One Photo; One Story: A plain wall or Yankee Stadium
On a lazy summer afternoon, a twelve year old stands on the mound at Yankee Stadium and calls the play by play in his best Phil Rizzuto voice.
“On the mound pitching for The New York Yankees, number 49, He’s 5’11’ and has a record of 25-3 from Lafayette, Louisiana. Ron Guidry”.
He squeezes the sponge ball and fires. The ball thunders into the back wall at St. Peter’s School on William Street in Belleville, NJ. The game is underway.
The square on the wall was our catcher and umpire. Hit the white and it’s a strike. Hit the line and argue your point. The pitcher thought it was a strike, the batter, a ball. The arguments lasted a few seconds and the game went on.
There were several walls around town marked like this. There was St. Peter’s, Clearman Field, Number Ten School, and The Rec Center. We played our version of stickball anytime we could.
This was our field of dreams. Instinctively we all knew the rules. A bouncer past the pitcher was a base hit. A ball chopped over the head and to the wall; a double. A line drive hit to the wall; a triple and a smash onto the Knights Of Columbus building or over the billboards or onto Belleville Avenue was a homer.
We played all day. We needed one bat, a few sponge balls from the corner store and anywhere from one to several players. All kids from age eight to about seventeen could play.
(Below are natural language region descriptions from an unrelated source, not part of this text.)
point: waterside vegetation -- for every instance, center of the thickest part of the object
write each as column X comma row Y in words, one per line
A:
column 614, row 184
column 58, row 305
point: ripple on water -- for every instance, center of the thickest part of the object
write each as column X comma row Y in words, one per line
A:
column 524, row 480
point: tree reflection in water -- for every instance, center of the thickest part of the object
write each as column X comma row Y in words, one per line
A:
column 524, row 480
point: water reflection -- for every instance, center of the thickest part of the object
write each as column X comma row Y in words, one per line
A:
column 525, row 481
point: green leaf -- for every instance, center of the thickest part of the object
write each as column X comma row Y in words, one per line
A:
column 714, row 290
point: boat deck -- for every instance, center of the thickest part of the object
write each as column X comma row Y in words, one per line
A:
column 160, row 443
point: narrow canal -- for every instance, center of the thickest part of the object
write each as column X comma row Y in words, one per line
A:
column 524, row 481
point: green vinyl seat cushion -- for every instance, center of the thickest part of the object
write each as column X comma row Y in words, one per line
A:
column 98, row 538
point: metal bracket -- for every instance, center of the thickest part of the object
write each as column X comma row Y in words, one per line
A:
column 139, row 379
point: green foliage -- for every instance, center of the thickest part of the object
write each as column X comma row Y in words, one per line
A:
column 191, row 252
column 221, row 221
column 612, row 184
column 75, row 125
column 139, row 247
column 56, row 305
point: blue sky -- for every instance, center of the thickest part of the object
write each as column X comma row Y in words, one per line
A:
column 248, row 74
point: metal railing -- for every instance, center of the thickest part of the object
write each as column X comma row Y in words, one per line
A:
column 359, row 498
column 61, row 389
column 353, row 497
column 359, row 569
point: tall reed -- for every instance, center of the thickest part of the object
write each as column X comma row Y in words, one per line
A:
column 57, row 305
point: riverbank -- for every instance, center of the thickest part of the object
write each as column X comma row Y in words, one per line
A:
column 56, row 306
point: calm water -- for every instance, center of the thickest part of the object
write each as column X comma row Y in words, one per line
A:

We used sponge balls, they cost about a dollar. They were the size of a regulation baseball and were coated with a protective rubber that cracked the more it hit the wall or was batted all over the school’s yard. When they were brand new, you could hammer them a mile. If you hit it square they would make a loud pop.
The softer the ball became the more the pitcher had the advantage. We would play until the white wore off or the ball disintegrated. Sometimes it just got lost after flying out on to the Avenue.
Our imaginations ran wild. We could be anybody we wanted to be. When it was my turn to bat, I was Thurman Munson, Reggie Jackson, or Rusty Staub. We knew all of their unique batting stances and tried to hit like them.
When I pitched, I was Tom Seaver, Ron Guidry, Dennis Eckersley or Vida Blue. Our schoolyard was Yankee Stadium, Shea, Fenway and Chavez Ravine.
We would play for hours during our days off and throughout the summer. We were ballplayers. We played in organized leagues Belleville Recreation teams, Little League, Babe Ruth, American Legion and Varsity. Those leagues were great.
The games on the schoolyard were serious. I will never forget them. Sometimes when I’m in town, I’ll drive by the old places and listen for pop of the ball and see my young friends of games past.